The words “provider status” have been a fixture of pharmacy industry discussions for years. But with the onset of the COVID-19 pandemic (now entering its third year), those discussions started to ramp up. How do you get medical resources like testing, treatment, and vaccinations to more people, including those in medically underserved areas? You make health care as accessible as possible.
In April 2021, representative G.K. Butterfield (NC) and 22 co-sponsors introduced H.R. 2759, the Pharmacy and Medically Underserved Areas Enhancement Act. This is a bipartisan bill that provides for Medicare coverage and payment for services rendered by a pharmacist as long as those services (1) are provided in a medically underserved area, and (2) would otherwise be covered under Medicare if they were provided by a physician. H.R. 2759 is the latest of nine different bills that have been proposed over the last twenty years aiming to recognize pharmacies as health care providers.
Pharmacists should have provider status, full stop. And to explain why, first we need to delve a little bit more into what “provider status” really means.

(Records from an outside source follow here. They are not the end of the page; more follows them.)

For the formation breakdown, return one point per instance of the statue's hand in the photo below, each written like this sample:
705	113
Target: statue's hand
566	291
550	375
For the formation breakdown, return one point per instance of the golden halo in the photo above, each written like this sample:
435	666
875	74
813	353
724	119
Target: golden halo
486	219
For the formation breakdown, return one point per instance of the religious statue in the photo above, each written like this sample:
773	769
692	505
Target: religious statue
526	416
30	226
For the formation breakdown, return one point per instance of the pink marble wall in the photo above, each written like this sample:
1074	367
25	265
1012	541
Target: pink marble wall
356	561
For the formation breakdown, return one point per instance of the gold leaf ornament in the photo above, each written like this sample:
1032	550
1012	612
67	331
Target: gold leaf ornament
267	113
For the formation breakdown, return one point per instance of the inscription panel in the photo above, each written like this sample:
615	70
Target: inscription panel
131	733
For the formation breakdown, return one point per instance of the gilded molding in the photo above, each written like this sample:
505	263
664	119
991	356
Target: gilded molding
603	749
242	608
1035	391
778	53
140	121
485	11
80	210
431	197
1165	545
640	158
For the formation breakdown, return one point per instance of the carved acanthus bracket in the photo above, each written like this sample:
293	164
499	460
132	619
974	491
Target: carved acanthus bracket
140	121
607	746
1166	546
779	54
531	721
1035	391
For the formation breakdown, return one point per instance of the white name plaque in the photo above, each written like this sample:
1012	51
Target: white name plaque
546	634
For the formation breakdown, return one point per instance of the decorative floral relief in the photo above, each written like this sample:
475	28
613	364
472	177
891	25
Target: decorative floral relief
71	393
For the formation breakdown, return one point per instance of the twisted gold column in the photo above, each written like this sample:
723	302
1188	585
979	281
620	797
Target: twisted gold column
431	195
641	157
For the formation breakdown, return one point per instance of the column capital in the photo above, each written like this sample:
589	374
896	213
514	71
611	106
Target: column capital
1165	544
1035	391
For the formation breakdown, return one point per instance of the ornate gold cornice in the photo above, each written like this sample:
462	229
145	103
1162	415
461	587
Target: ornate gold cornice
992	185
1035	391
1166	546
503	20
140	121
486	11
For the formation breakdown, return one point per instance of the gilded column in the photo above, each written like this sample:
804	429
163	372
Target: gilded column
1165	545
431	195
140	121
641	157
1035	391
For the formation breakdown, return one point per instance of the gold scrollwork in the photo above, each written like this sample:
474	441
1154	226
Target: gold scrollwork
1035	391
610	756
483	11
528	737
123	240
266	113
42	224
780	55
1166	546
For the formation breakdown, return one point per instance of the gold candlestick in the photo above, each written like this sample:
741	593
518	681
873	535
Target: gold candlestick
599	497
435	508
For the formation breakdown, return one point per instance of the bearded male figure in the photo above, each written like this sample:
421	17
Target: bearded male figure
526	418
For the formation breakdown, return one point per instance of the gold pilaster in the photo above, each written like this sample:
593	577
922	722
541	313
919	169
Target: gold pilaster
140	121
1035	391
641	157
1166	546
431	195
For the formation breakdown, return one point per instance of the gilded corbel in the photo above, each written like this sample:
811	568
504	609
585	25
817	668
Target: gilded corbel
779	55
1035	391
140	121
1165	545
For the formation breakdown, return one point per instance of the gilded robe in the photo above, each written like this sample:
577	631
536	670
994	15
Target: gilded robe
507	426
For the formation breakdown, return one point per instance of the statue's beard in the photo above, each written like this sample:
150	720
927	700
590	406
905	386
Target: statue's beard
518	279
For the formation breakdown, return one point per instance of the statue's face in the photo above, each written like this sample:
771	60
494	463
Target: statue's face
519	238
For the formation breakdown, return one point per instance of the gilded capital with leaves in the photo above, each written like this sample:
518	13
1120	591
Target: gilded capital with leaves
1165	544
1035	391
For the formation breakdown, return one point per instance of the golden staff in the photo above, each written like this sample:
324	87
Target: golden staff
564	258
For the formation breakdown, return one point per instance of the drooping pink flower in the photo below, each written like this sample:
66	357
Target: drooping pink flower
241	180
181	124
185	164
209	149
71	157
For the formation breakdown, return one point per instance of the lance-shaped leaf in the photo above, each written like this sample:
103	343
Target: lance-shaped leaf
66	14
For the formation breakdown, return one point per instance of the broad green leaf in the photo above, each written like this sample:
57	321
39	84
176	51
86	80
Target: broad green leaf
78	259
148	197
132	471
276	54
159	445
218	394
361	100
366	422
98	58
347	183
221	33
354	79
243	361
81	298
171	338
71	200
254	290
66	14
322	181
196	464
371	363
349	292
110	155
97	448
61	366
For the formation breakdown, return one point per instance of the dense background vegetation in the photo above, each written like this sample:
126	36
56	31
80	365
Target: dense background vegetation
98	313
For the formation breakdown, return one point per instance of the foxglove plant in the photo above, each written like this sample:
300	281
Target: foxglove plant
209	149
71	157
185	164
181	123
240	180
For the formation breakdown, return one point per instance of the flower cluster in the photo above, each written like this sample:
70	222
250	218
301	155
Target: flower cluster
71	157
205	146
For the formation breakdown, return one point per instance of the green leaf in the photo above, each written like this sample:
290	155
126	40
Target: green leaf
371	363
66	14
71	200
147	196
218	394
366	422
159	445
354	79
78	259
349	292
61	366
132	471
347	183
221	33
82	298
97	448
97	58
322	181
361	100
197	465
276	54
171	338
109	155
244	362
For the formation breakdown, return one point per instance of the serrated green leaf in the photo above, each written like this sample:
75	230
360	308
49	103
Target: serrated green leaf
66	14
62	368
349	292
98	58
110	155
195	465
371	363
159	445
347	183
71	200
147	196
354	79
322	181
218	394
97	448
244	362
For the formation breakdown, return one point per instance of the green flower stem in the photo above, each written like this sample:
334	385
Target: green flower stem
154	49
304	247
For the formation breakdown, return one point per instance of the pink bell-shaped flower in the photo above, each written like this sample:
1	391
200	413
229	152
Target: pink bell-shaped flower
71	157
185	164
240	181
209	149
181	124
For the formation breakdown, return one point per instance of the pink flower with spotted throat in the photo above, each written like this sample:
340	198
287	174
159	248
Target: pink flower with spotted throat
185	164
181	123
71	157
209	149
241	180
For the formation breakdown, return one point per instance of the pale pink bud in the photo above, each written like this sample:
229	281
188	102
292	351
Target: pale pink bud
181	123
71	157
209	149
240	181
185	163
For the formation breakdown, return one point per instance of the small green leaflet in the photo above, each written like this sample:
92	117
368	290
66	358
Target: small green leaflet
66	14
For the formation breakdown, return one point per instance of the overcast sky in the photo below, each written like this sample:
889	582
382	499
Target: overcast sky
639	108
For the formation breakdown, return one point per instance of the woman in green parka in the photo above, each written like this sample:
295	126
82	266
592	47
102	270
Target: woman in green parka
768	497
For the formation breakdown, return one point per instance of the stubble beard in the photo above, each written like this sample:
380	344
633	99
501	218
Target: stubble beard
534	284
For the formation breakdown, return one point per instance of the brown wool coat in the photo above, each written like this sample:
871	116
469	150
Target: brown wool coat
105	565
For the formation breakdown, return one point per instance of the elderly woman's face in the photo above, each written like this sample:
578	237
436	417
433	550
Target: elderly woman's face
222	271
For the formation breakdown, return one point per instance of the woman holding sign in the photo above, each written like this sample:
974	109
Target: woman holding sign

What Exactly Is Provider Status?
On a federal level, “provider status” revolves around access to Medicare Part B, the part of Medicare that covers care from doctors and other health care professionals, outpatient care, and home health care. These pharmacists can bill Medicare Part B for the clinical services they provide, including immunization, point-of-care testing, medication therapy management, smoking cessation, and diabetes management.
Some states, like California, Washington, and Vermont, already give full provider status to pharmacists. Other states, like Illinois, Indiana, and Missouri, allow pharmacists to bill Medicare Part B for some clinical services, but not all — and those services vary from state to state. For instance, only 18 states allow pharmacists to prescribe hormonal contraceptive medications, while 26 states allow pharmacists to provide smoking cessation counseling.
However, the ability to provide care does not necessarily come with the ability to bill for that care. In many states, there are loopholes that make it difficult for pharmacists to get paid for the care they are legally allowed to provide. Some states only allow pharmacists to be reimbursed under state employee health plans or Medicaid. And even in states with full provider status, there is still the issue of billing the medical benefit for services provided — something many pharmacists have little experience doing.
Why Is Provider Status Needed for Pharmacists?
Pharmacies are the most accessible health care provider. 90 percent of people in the U.S. live within five miles of a pharmacy, and pharmacists have the training and the licensure to do more than simply dispense medication. In medically underserved areas, a community pharmacy might be the only health care provider for miles. While this isn’t typically an issue in larger cities, larger cities don’t make up the majority of the country. There isn’t always a doctor a few minutes away or a hospital on the other side of town, and the people who live in those areas deserve access to care as much as anyone else.
When a pharmacist has provider status, all kinds of doors open up not only for the pharmacy, but also for the community. With provider status, pharmacists can provide dozens of clinical services that will save patients a trip to the doctor, including point-of-care testing, immunizations, and medication therapy management. They can even reach out to community members who might have a hard time making it to the pharmacy with telehealth appointments for services than can be conducted over a video call.
Basically, pharmacists need provider status because their patients will benefit.
What Happens Next?
Conversations are still happening, and H.R. 2759 picked up its most recent co-sponsor as recently as January 2022, so it’s still not dead in the water. Pharmacists all over the country are calling and writing to their local representatives and asking them for help. Not sure how to get in touch with your state representatives? House.gov can help you with that. If we make enough noise, they can’t ignore us.
Provider status is the ticket to pharmacists being recognized (and paid) as health care providers. It’s also a way to bring much-needed health care services to people in underserved areas. And — full disclosure — there are a lot more medically underserved areas than you think.
When pharmacists have provider status, everybody wins. Let’s make it happen.